With the rise of Azure Stack HCI and now Azure Local, we see that yet again a Hypervisor battle is going on. Many are considering moving to Azure Local because of all the licensing changes and features that you now get on top of Azure Local (some for free) but ill get back to that afterwards. Some questions I get is how does Azure Local actually handle storage on their underlaying storage fabric?
Without going into the details of interleaves and columns which are done also on the Storage Spaces direct level. If we have a virtual machine with its own virtual hard drives (which is part of a VHDX file) This VHDX file is stored on a Cluster Shared ReFS volume accessible via the SMB protocol.
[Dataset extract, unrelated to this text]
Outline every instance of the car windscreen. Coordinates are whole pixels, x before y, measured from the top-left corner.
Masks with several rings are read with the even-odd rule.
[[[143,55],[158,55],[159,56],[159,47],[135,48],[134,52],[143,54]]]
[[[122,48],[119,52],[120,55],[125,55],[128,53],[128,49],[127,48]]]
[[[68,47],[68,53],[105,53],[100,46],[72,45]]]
Then depending on what kind of redundancy level you have on the cluster which can be using parity, mirroring one or two day. All write operations will be spread across the nodes in the cluster. So with 3 way mirror all data is replicated three times in the cluster. To ensure that you are not “slowed” down by the network to handle write operations you should have a RDMA based network. Azure Local / Stack supports RDMA with either the Internet Wide Area RDMA Protocol (iWARP) or RDMA over Converged Ethernet (RoCE) protocol implementations.
The design of these nodes can be either using ToR leaf-spine topology or you can use switchless fully-meshed deployments which is also supported for smaller deployments.
This here also shows the difference in terms of performance between regular TCP and RDMA
RDMA allows more direct communication bypassing the TCP/IP stack and offloading more from the CPU. Hence ensuring lower latency and higher throughput. Which is required for how Azure Local handles storage writes. Another example as listed below.
While this means that data needs to be written across other nodes, there is also different ways that depending on what kind disks that data will be cached on the drives. In case of Azure Stack HCI / Azure Local, Cache is configured automatically depending on the disk layout. We also have cache features outside of SPD which are features like CSV Cache which is using memory of the physical host to cache read operations. This is by default the CSV cache 1 GB and works together with SPD Caching mechanisms. It is important to note that the CSV Cache is only for read operations and is the first caching layer on the hosts.
By default, the cache behavior is optimized based on the drive configuration:
- All-flash systems: Only writes are cached
- Hybrid systems: Both reads and writes are cached
For a read operations, chuck of data can either be fetched from the CSV cache on the host where the virtual machine resides or from the Storage Spaces Direct Cache. For a write operation, a data chuck must be written to other nodes in the cluster to honor the redundancy.